It’s thoughts of that kind that keep coming for Brolund and he knows that the full weight of the days that passed has yet to settle on his, and the rest of the department’s, shoulders.
“Our fire department, the people here, we’re still processing it, honestly,” he said.
“It’s only in the last week or so that a lot of us are getting time to not be here and to be with our families.
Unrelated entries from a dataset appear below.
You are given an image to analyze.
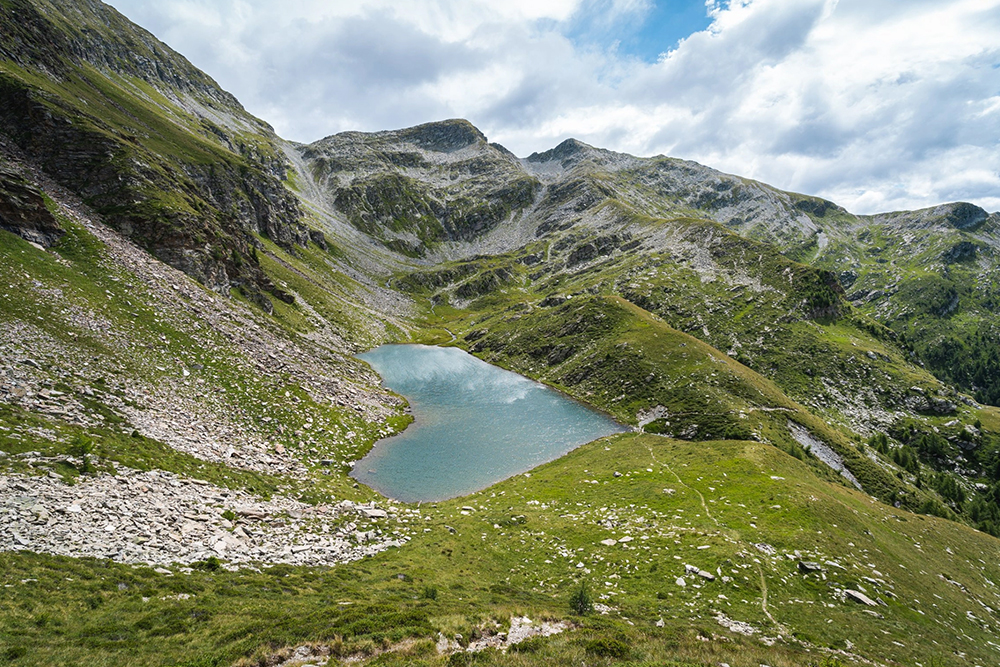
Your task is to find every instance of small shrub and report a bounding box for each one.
[191,556,222,572]
[585,637,631,660]
[569,581,594,616]
[510,637,545,653]
[69,434,94,474]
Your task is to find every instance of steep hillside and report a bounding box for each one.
[0,0,310,309]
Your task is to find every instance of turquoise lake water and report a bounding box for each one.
[351,345,625,502]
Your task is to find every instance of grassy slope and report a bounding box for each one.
[7,434,1000,667]
[0,204,405,502]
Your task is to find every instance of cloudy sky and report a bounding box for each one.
[106,0,1000,213]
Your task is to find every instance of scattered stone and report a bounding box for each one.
[844,588,878,607]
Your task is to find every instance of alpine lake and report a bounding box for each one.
[351,345,626,502]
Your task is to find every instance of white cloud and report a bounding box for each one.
[103,0,1000,212]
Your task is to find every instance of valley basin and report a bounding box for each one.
[351,345,627,502]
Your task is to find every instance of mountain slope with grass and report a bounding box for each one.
[0,0,1000,667]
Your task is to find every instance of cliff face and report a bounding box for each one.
[301,120,541,256]
[0,0,309,309]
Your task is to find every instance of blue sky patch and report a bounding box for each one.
[566,0,712,63]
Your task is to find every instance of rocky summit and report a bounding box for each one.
[0,0,1000,667]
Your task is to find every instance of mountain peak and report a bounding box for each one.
[528,137,594,162]
[399,118,486,153]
I think in some cases, those low points are still to come.”
There are lessons for the greater community as well.
“‘Fires of this kind used to be the thing of legend and now, I’ve experienced two of them in my career, and there’s no reason why, and it’s scary to think that we won’t have a third,” he said.
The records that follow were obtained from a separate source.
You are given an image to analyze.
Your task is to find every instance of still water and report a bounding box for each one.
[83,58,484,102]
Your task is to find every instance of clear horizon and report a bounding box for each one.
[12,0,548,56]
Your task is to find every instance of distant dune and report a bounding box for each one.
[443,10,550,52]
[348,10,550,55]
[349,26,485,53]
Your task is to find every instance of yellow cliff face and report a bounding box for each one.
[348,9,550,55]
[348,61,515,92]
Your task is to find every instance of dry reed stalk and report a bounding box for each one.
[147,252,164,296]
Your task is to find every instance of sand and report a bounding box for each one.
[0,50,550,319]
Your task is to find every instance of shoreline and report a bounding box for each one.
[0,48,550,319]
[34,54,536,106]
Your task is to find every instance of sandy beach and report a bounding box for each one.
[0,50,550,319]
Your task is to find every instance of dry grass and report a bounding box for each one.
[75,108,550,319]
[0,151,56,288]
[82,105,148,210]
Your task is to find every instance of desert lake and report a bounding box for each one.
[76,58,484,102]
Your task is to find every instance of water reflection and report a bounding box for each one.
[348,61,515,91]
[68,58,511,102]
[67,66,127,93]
“Taking the things that we’re doing but making them work on a really large scale, I think, is probably going to be one of the bigger outcomes.”
Cities need more fire breaks, and they need to be able to draw more resources together, Brolund said.
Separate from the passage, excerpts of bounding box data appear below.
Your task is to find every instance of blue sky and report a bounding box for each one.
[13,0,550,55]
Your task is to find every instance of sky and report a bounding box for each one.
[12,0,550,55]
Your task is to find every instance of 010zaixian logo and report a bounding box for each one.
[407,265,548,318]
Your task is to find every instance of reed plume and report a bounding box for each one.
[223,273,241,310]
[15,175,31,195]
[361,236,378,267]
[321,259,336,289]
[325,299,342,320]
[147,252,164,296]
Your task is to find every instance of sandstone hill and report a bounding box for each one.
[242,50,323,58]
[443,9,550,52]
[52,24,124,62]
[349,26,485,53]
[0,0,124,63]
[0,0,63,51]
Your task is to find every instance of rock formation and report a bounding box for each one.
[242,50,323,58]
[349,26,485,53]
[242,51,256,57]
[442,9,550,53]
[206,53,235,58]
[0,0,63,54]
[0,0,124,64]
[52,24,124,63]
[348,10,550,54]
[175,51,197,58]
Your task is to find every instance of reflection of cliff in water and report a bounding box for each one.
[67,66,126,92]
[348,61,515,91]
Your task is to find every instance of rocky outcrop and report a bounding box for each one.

“We need to be able to look at how we attack these fires at night, for example, from the air and we need more resources in order to prepare for them,” he said.
West Kelowna, he said, has pursued every single dollar of grant funding that’s available for the fire-safe program, Fire Smart, but accessing it is an onerous process.
“We spend a lot of time just getting the money, not actually doing the work,” he said.
“And we could use 10 times the money that we get to put it to work in our community, and we’ve already had a fire.
“I think about those places that haven’t and we’re really, really going to have to focus on that.”
Around 200 properties are believed to have been destroyed by wildfire in the West Kelowna and Kelowna area, and as of Monday, nearly 400 properties remained under evacuation orders in the area.
“(The fire) is still classified as out of control but we’re feeling pretty comfortable with it,” Evan Lizotte of BC Wildfire said, noting that there’s mopping up and hot spot identification ongoing.
When the fire will change in status to held, however, remains to be seen.
The McDougall Creek wildfire was last mapped at just under 14,000 hectares and remains listed as out of control.